Tuesday, 27 September 2011

Review: Blink-182 - Neighborhoods

 Considered to be the most anticipated rock release of 2011, Californian punk trio finally return after eight years with sixth album, Neighborhoods. They've gone through a lot over their time away and all that has occurred during the making of this album has been met with extreme negativity, wether it be pulling out of tours to concentrate more on the making of the album despite being given three years to do so, or delaying the release for some other material. So despite the fact that original delight spread when the reunion was first announced has long since faded away, it's now time for Tom, Travis and Mark to take back the joy and hysteria by offering their first release since 2003. And wouldn't you know, it's a pretty sweet album.

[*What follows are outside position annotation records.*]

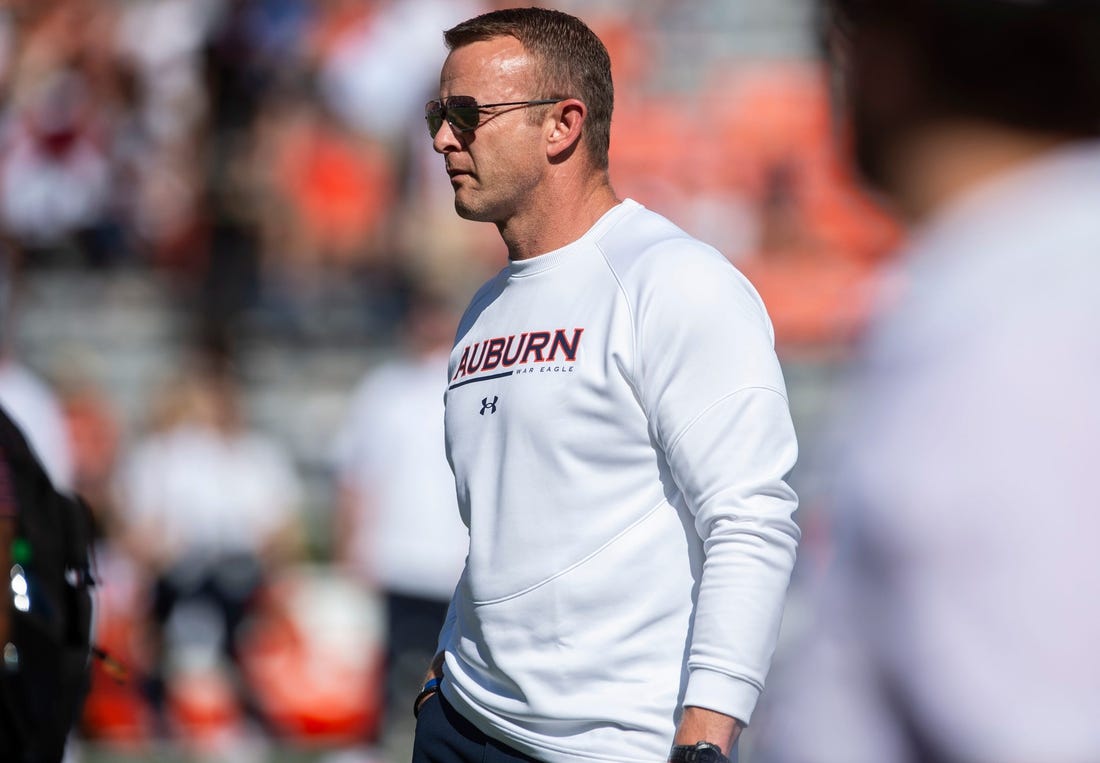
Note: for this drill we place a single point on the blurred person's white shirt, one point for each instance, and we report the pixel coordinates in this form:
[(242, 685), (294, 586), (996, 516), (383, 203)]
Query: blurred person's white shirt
[(961, 618), (34, 407), (206, 494), (382, 72), (409, 538)]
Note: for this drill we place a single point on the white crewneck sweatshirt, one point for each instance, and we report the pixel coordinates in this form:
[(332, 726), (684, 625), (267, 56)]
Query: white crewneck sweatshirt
[(619, 433)]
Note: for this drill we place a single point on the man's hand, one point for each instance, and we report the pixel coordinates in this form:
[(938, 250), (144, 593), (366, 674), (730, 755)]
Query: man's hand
[(435, 671), (700, 725)]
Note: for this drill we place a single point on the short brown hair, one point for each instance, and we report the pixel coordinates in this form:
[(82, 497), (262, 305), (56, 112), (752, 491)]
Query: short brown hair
[(573, 62)]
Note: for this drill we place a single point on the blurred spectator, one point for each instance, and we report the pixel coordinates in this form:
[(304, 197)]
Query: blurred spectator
[(37, 411), (959, 621), (398, 526), (29, 400), (209, 507)]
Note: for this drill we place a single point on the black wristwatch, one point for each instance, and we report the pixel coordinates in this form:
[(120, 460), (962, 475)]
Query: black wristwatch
[(701, 752)]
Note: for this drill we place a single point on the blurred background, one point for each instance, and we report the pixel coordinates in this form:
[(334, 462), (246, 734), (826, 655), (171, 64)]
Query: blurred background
[(221, 229)]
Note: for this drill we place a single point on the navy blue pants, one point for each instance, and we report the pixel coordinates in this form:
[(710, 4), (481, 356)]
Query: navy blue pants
[(442, 736)]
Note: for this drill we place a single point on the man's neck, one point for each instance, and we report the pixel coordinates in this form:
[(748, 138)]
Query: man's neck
[(942, 163), (559, 220)]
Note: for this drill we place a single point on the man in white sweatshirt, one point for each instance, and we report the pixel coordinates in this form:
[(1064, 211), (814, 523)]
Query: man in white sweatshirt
[(618, 428)]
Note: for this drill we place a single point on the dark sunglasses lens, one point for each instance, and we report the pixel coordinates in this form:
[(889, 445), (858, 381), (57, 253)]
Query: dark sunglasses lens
[(433, 114), (463, 117)]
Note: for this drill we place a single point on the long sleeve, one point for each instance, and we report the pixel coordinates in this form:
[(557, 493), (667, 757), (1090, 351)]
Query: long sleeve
[(714, 393)]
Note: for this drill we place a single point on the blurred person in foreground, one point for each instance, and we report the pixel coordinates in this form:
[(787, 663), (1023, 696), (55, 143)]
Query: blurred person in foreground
[(398, 522), (958, 620), (619, 433)]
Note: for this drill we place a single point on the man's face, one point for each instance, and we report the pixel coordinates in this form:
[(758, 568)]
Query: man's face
[(495, 168)]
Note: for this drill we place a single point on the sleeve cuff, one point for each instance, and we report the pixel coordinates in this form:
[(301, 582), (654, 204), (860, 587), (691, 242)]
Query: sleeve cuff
[(722, 694)]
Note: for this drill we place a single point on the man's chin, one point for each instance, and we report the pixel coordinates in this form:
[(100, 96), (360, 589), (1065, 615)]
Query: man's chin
[(468, 212)]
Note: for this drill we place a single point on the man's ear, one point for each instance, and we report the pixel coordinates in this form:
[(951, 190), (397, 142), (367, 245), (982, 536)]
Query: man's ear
[(564, 120)]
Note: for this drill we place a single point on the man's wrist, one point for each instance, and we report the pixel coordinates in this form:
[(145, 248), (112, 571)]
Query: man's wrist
[(701, 752), (430, 687)]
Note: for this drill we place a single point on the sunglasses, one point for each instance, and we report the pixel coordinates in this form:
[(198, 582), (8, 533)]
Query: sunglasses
[(463, 112)]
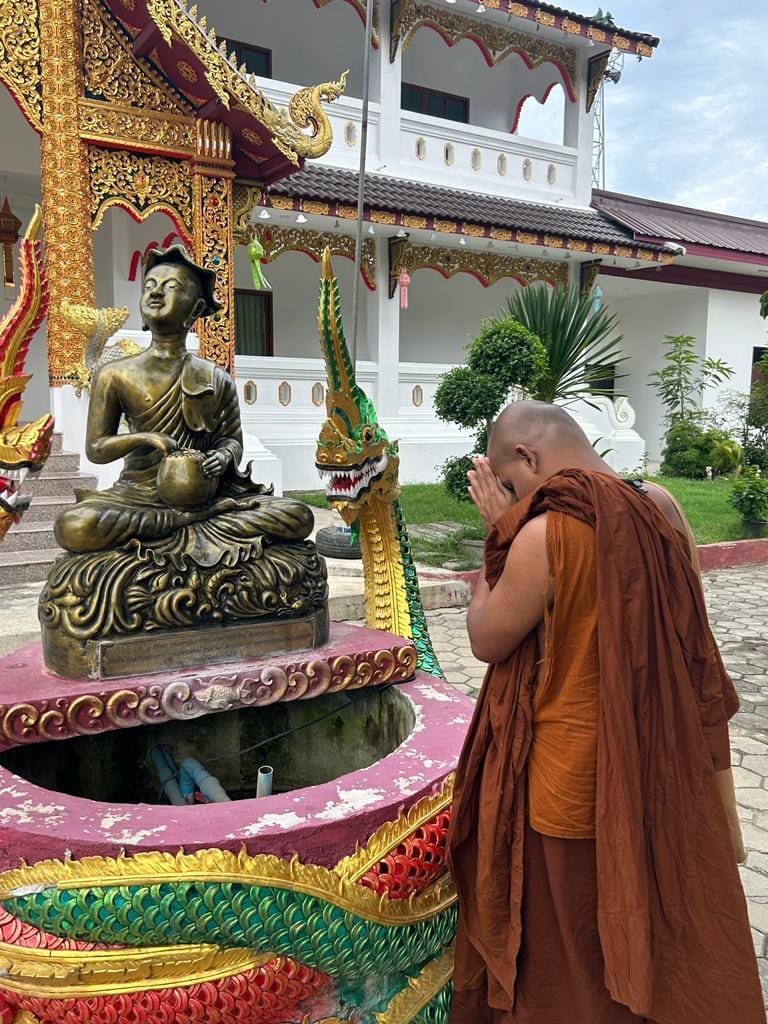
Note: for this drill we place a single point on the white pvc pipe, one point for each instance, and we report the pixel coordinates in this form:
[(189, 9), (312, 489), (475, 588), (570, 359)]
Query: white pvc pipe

Much speculation has been put on this album as to the kind of style Blink would return with. Lead single Up All Night left many assuming that the new album would essentially rip off Tom DeLonge's part time group Angels & Airwaves, however the following release Heart's All Gone then delivered a rapid punk song that wouldn't feel out of place on 1997s Dude Ranch. And I think that kind of idea represents this album as a whole. Neighborhoods manages to combine every style that Blink have gone through but manages to reach a compromise with it. They create the kind of rapid adrenaline fueled punk heard on Dude Ranch without using any fart gags or lyrics about cow tipping and dog humping and also take the kind of electronic effects and experimentalism that was present on their 2003 self-titled album without using dwindling six minute epics or frankly bizarre duets. Robert Smith is nowhere to be found on this album.
 Neighborhoods as an albums does present listeners with a dynamic retrospective of all of Blink-182's previous work, redesigned and worked together to create a new set of unique punk rock songs all of which burst with a sense of energy and emotion. The dramatic and mature sound we last heard in 2003 is best demonstrated in tracks like Ghost On the Dance Floor and Kaleidoscope whilst Up All Night and Snake Charmer presents listeners with a style similar but combined with DeLonge's use of power chords which gave 2001s Take Off Your Pants and Jacket a much heavier sound. Elsewhere, the rapid fire punk assaults that were found on Dude Ranch are recreated with a sense of maturity and progress in terms of lyrics and vocal styles in Hearts All Gone and Natives while the catchy and glossy-yet jagged sound that made Enema of the State so popular is paid homage to in Wishing Well and This is Home sounding like the possible result of what would happen if more electronic effects from 2003 were added to the 1999 release.
 Obviously Blink-182 are looking to create an emotional and serious feel in their songs and this is achieved with many tracks having an overall romantic sound to them but at the same time remaining fun and bouncy and heavy in their pop punk glory.
 Neighborhoods on the whole is a really cool collection of pop punk songs, although it's questionable as to wether it's quite so fantastic enough to make up for the eight year wait and the festival and tour pullouts. Personally, this were never really issues I got to concerned about and so I like the album without having any of those issues in mind. There may be a few people who bought tickets to see them who may not feel that the album was worth the wait. But focusing on the songs alone, it's a really fun and enjoyable and engaging collection of songs that shows Blink-182 making a creative and original sound despite combining elements from their previous work and doing it with a great sense of pride and achievement. It's really good to see these guys back again. Let's just hope it's they release some more stuff, preferably before 2019.

 Blink-182's Neighborhoods is out now via DCG. The band will tour the UK from next June to July.